Le jardin du Palais Royal, créé en 1629 dans le prolongement du Palais imaginé pour le Cardinal de Richelieu, a été entièrement réinventé au fil du temps et des propriétaires successifs. A la fin du XVIIIème, il est finalement réduit à un délicieux quadrilatère de quelques 2,1 hectares à la suite d'une grande opération immobilière. Cet espace vert public, isolé de la rue par d'élégantes constructions, déploie des charmes hors du temps. Disposées à la façon d’une place ou d’un vaste cloître, les célèbres arcades du Palais Royal bordent un ensemble tout en belles perspectives. Les immeubles à l’harmonieuse architecture s’élèvent sur trois niveaux au-dessus des galeries. Ils se composent d’un premier étage doté d’une hauteur sous plafond prestigieuse, d’un attique à l’italienne ainsi qu’un troisième étage encastré sous toit et bordé d’une balustrade. Le Palais Royal, longtemps très animé, haut lieu des plaisirs licencieux sous l’Ancien Régime, épicentre de l’activité intellectuelle contestataire, est désormais un paisible jardin découpé en deux grands parterres, bordé de galeries marchandes aux boutiques luxueuses.

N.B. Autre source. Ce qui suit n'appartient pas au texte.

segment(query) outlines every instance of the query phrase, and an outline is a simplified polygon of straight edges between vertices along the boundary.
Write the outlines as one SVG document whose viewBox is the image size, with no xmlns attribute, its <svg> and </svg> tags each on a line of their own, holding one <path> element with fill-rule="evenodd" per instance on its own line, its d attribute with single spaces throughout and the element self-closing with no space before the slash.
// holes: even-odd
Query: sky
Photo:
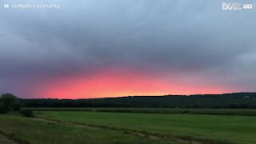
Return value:
<svg viewBox="0 0 256 144">
<path fill-rule="evenodd" d="M 0 1 L 0 93 L 90 98 L 256 91 L 255 9 L 222 10 L 222 2 L 256 4 Z"/>
</svg>

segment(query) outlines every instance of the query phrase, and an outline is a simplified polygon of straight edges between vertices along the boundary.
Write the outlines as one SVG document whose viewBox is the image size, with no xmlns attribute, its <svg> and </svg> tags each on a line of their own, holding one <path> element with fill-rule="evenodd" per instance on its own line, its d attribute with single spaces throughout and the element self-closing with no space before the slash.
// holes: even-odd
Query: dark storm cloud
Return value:
<svg viewBox="0 0 256 144">
<path fill-rule="evenodd" d="M 47 2 L 62 9 L 1 10 L 3 89 L 17 80 L 33 83 L 126 66 L 179 71 L 254 90 L 254 10 L 222 11 L 222 1 Z"/>
</svg>

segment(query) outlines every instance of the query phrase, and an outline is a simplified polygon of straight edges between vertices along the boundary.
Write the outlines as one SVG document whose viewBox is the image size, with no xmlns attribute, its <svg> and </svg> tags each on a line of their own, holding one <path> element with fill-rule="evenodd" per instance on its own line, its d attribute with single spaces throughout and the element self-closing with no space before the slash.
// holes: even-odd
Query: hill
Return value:
<svg viewBox="0 0 256 144">
<path fill-rule="evenodd" d="M 20 99 L 24 107 L 256 108 L 256 93 L 128 96 L 90 99 Z"/>
</svg>

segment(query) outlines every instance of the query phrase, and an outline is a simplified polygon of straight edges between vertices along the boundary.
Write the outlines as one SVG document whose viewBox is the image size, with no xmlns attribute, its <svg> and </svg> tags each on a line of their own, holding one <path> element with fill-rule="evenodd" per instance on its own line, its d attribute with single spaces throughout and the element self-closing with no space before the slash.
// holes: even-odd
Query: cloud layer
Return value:
<svg viewBox="0 0 256 144">
<path fill-rule="evenodd" d="M 58 85 L 59 79 L 94 78 L 110 70 L 157 78 L 166 87 L 155 90 L 159 94 L 184 94 L 194 85 L 222 90 L 213 93 L 255 91 L 255 10 L 223 11 L 222 1 L 200 0 L 46 2 L 60 3 L 62 8 L 1 10 L 2 92 L 43 97 L 42 90 L 49 91 L 48 86 Z M 167 88 L 175 83 L 182 90 Z"/>
</svg>

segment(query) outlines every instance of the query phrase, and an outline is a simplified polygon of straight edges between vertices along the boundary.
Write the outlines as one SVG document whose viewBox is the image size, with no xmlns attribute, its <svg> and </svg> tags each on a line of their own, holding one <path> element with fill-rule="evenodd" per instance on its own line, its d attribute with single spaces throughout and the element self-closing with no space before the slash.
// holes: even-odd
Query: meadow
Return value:
<svg viewBox="0 0 256 144">
<path fill-rule="evenodd" d="M 44 109 L 34 111 L 34 118 L 1 114 L 0 143 L 256 143 L 256 117 L 241 114 L 254 110 L 236 110 L 237 114 L 121 110 L 127 109 Z"/>
</svg>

En 1624, le Cardinal de Richelieu (1585-1642) devient le principal ministre d’Etat de Louis XIII. Afin de se rapprocher du Louvre, il fait l’acquisition de l’hôtel de Rambouillet, dont le terrain est fermé par un fragment de l’enceinte de Charles V. En 1633, un brevet royal confrère la propriété de la parcelle au Cardinal. Entre 1629 et 1636, il confie à un proche, l’architecte Jacques Lemercier (1585-1654), les transformations de l’hôtel particulier originel en véritable palais. Ce sera le Palais Cardinal, fameux pour ses somptueux appartements et son théâtre.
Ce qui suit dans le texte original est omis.